Day 10 And Counting
- Coffee Cream

- Jul 30, 2020
- 2 min read
Day 10 of my diet is complete. This is brutal. I never realized just how many times I reach into my drawer full of chocolate covered almonds and peanut butter cups to get me through the day. I feel hungry but hunger is bearable. The general boredom is what is unbearable. Boredom from not eating sweet snacks, drinking wine, and basically having whatever I want when I want it.
Maybe my mom was right, maybe I am addicted to food. I certainly have an unhealthy relationship with food that is starting to show.
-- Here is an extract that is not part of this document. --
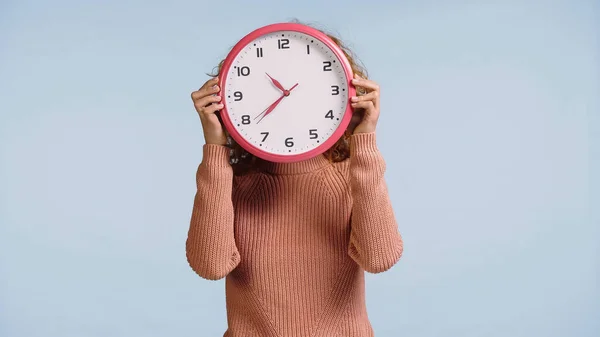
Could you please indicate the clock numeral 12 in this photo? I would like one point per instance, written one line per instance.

Maybe I've used food to entertain me or placate bad feelings like some use alcohol or drugs. Maybe I also use alcohol for the same purpose.
Why am I doing this? To lose weight? The thought of not having the freedom to eat and drink what I want is hitting me. I don't want to live like this. Being skinny isn't worth this kind of daily agony. What if I lose the weight, then what? Then I ease up slightly but still have to watch what I eat closely or I will gain it all back. What is the point?
This Optavia program has a self-development side that I like. My coach told me yesterday, "boredom is an emotion and you are learning to master your emotions". Is boredom an emotion? And if it is, what is the thought that happens so fast that I might not even notice, that makes me feel boredom? It's something close to 'I am so lonely', 'I have a sucky life', 'this sucks', 'I should be making more money', 'I am such a loser'. I'm still discovering all the facets. The point is that I can change that thought from 'I'm such a loser' to 'I'm am an amazing person' and the emotion won't lead to boredom, it will be self-satisfaction or peace, instead. Sounds so simple, right?
If I ask why am I doing this I don't think it is all about the weight. Sure, it would be nice to be a bit thinner, but that isn't what drives me. No, it is about my relationship to food and alcohol and even more importantly, it is about my relationship to boredom.